College of Business Funded Research, FY2021
The college grants faculty research with the aim to advance scholarly publishing across our academic disciplines. These are our funded research projects in support of this goal.
Mental health worldwide under the COVID-19 pandemic
Dr. Jiyao Chen, associate professor of entrepreneurship and strategy, is conducting meta-analyses on the mental health of an adult general population, general and frontline healthcare workers, university students to analyze the prevalence rates of mental health symptoms across countries and regions under the COVID-19 pandemic. The research focuses on depression, anxiety, insomnia, and distress with the aim to provide evidence-based guides on the screening of potentially vulnerable segments of the population who are more likely to suffer mental health disorders during the pandemic so that scarce resources and time can be allocated to the people in need.
COVID-19 sensemaking and insights on decision-making
Dr. Satoris Howes, professor of management, researched with government agencies including the U.S. Forest Service early in the COVID-19 pandemic (March 2020) to implement a continuous real-time communications system to support executive decision-making. Howes is using a grant to expand accessibility to the data collected from a total of 194 focus groups to promote the scholarly understanding of organizational complexities during the 2020 fire season and pandemic.

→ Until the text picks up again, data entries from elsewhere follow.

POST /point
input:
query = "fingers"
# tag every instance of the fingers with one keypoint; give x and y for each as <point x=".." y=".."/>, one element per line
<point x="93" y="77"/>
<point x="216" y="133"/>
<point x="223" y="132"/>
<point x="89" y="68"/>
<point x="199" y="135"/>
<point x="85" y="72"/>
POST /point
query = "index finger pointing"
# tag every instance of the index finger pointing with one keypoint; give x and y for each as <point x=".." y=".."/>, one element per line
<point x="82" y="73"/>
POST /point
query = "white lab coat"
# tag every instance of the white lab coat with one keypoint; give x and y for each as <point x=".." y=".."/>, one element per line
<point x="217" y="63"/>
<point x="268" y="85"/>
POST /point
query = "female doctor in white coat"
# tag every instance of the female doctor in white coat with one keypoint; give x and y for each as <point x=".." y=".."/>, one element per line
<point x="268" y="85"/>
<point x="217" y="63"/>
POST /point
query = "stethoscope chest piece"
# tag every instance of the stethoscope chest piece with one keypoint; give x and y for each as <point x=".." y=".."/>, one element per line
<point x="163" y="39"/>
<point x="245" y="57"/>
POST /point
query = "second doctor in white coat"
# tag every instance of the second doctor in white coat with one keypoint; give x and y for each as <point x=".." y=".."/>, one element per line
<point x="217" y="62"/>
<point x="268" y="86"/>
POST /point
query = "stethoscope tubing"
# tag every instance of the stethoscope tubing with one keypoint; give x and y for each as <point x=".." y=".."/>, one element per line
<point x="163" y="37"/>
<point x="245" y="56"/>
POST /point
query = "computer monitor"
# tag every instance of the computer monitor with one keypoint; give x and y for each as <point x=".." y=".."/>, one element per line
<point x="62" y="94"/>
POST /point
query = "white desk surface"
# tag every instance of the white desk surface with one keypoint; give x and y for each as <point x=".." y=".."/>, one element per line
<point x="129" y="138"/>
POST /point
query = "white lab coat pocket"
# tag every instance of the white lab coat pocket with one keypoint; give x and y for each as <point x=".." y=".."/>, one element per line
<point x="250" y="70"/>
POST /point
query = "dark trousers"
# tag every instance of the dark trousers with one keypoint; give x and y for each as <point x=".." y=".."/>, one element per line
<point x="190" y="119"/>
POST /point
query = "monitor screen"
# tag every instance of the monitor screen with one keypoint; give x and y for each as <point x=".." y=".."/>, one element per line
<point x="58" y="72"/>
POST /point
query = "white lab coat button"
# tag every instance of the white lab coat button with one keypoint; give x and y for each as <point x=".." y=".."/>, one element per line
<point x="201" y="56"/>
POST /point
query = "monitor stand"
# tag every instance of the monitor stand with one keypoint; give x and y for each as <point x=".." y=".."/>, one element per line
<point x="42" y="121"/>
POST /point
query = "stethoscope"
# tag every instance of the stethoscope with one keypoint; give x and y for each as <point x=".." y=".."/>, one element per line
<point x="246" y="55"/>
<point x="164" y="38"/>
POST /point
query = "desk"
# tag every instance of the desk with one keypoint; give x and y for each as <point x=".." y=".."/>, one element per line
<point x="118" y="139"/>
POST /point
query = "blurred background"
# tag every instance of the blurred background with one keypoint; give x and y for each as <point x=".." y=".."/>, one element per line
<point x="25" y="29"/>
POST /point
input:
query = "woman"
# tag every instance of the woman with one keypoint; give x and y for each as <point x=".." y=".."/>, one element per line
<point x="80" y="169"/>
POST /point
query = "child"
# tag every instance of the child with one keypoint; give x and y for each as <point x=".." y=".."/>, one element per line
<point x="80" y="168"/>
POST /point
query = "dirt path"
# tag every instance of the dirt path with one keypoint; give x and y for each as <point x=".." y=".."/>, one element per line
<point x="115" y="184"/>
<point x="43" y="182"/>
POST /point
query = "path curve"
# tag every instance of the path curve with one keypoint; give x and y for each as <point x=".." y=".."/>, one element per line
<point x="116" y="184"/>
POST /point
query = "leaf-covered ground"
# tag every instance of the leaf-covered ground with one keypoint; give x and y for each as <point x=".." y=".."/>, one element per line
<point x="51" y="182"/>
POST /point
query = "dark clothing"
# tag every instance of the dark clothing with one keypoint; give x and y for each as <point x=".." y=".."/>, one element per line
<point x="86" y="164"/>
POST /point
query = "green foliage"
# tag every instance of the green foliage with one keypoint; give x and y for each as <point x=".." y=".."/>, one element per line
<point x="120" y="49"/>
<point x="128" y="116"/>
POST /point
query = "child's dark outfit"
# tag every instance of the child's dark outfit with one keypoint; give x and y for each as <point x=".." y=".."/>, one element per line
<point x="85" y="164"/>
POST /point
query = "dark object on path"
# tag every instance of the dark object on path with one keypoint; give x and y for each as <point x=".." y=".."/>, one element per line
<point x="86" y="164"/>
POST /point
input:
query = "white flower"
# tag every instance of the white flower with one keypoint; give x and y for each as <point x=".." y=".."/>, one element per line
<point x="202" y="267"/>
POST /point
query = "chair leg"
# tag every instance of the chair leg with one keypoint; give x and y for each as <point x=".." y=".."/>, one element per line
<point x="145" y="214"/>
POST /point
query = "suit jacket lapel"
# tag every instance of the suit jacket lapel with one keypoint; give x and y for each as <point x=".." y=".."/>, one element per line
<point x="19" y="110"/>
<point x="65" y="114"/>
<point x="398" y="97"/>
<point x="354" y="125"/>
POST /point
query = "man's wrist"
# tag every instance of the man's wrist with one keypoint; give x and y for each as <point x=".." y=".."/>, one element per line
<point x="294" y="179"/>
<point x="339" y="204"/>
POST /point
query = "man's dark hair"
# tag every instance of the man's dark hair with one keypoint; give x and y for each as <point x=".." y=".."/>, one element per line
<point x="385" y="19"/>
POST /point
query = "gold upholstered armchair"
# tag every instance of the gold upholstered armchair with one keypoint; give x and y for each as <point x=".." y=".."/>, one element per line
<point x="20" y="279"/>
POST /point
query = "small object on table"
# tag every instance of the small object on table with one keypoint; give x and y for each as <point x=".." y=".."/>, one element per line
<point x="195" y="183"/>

Using the next-gen of mobile apps while shopping
Dr. Ryann Reynolds-McIlnay, assistant professor of merchandising management, is researching how use of mobile apps while shopping — and the changes to customer-technology interface which includes virtual reality and augmented reality — to examine the interaction between sounds and simulated touch of product. The project includes development of a shopping app that will give shoppers haptic feedback (e.g., vibrations and sounds) through a mobile device while interacting with augmented reality/virtual reality shopping apps.
Nature, entrepreneurial well-being, & entrepreneurial performance
Ph.D. student Scott Kozlak and Dr. Violetta Gerasymenko, associate professor of entrepreneurship and strategy, investigate the relationship between nature,entrepreneurial well-being, and entrepreneurial performance. In particular, they are interested in understanding how exposure to natural areas “green space” affects entrepreneurial well-being and performance. The researchers plan to send out a multi-wave survey to a subsample of 500 family business owners/entrepreneurs who responded to a previous data inquiry from the OSU Center for Family Enterprise.

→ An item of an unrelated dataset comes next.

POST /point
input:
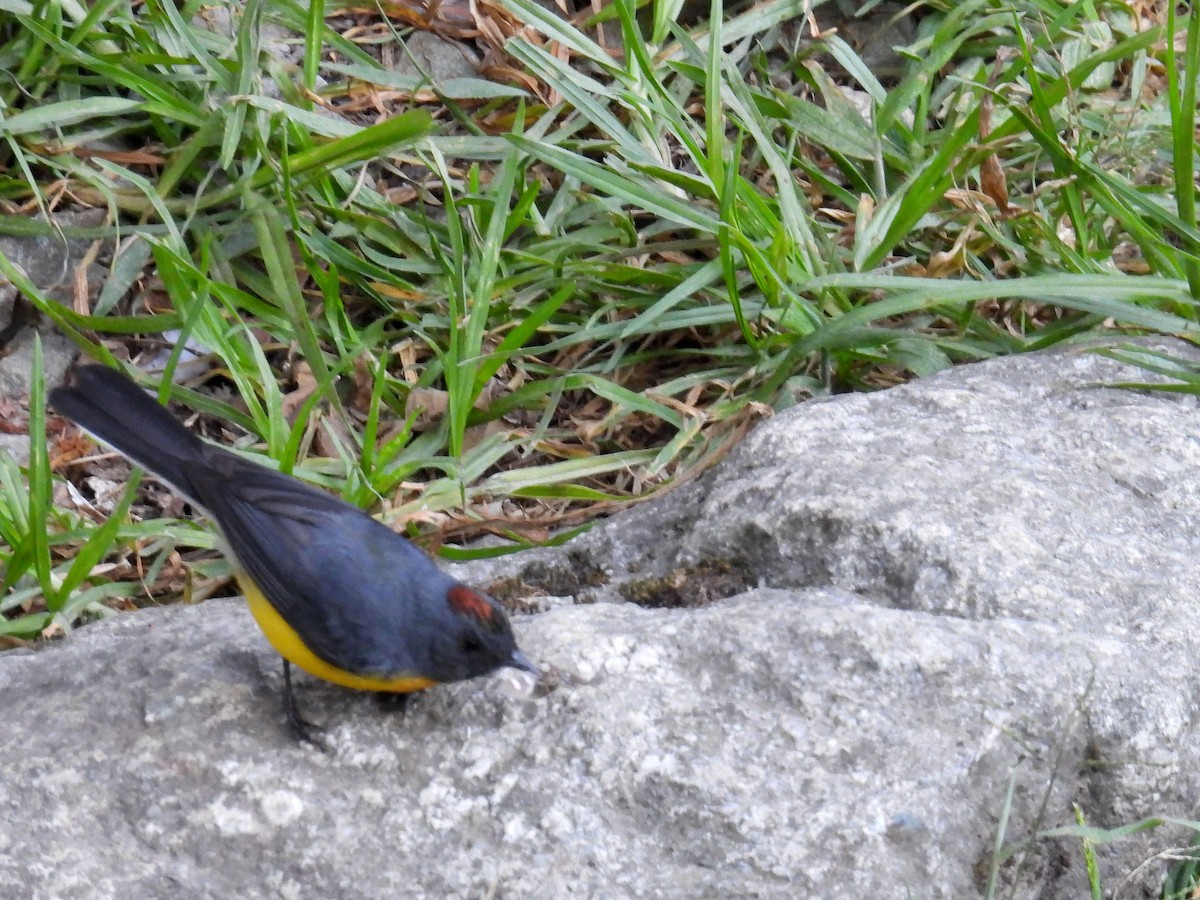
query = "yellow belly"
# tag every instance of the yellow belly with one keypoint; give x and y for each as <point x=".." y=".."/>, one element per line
<point x="289" y="646"/>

Loyal customers and word-of-mouth recommendations
Dr. Matthew Hall, assistant professor of marketing, is looking at data to determine how consumers respond when they find out that their recommendations (positive word-of-mouth) have not been followed by the recipient. He’ll look at what happens when brand supporters receive negative feedback from others in the form of unfollowed advice — e.g., their advice was unfollowed, and whether this leads these loyal customers to reduce their future support for the brand.
Does consumer bragging harm a brand?
Dr. Matthew Hall, assistant professor of marketing, has a second word-of-mouth research project investigating how consumers evaluate others’ motives for sharing content on social media, aiming to show that when consumers perceive others’ experiential sharing to be extrinsically motivated (i.e., attention-seeking, bragging, etc.), it decreases the perceived desirability of the shared experience. The aim is to consider whether firms can suffer adverse outcomes when their customers share positively about their experiences.
Measuring how people plan
Dr. Jason Stornelli and Dr. Colleen Bee are working to develop a scale that measures consumers’ propensity to plan. They’ll look at the factors that prompt individuals to be more or less likely to plan when they make their decisions about how to pursue goals in the course of everyday life (the intention-behavior gap). The insights could help researchers and companies to design interventions that make planning more likely and more effective in real contexts.
Retail displays: Maintaining customer service when shoppers interact
Dr. Ryann Reynolds-McIlnay, assistant professor of merchandising management, is researching how customer interaction with retail displays impacts a frontline retail employee’s perceived ownership and territoriality of product displays and the subsequent display avoidance by shoppers. The goal is to assist retail managers in supporting their employees during customer service interactions when the employee is completing display recovery and merchandising tasks.
Social media: How media types promote information spread
Dr. Tim Kaskela, assistant professor of business analytics, is researching the impact of social media content, specifically how media types (image or video) moderate the effect of emotional and informative posts on information spread on social media by analyzing Twitter data from a mobile device company. The study will measure comments and shares of these emotional or informative posts.
The attention economy: Measuring when consumers crave attention
Dr. Matthew Hall, assistant professor of marketing, is researching how the attention consumers receive from their consumption behavior enhances the value derived from that consumption. The research aims to measure the value of human attention by demonstrating that the theoretical principles of the attention economy are relevant to consumer behavior, and by demonstrating an additional way that consumers derive value from their shared experiences — when sharing facilitates the receipt of attention.
Firearms and advertising during change
Dr. Aimee Huff and Dr. Michelle Barnhart, associate professors of marketing, are studying how firearms marketing has responded to national regulatory changes and socio-cultural events in the US. The project looks at consumer firearms advertising over the past two decades, and will identify how messaging has changed after major events.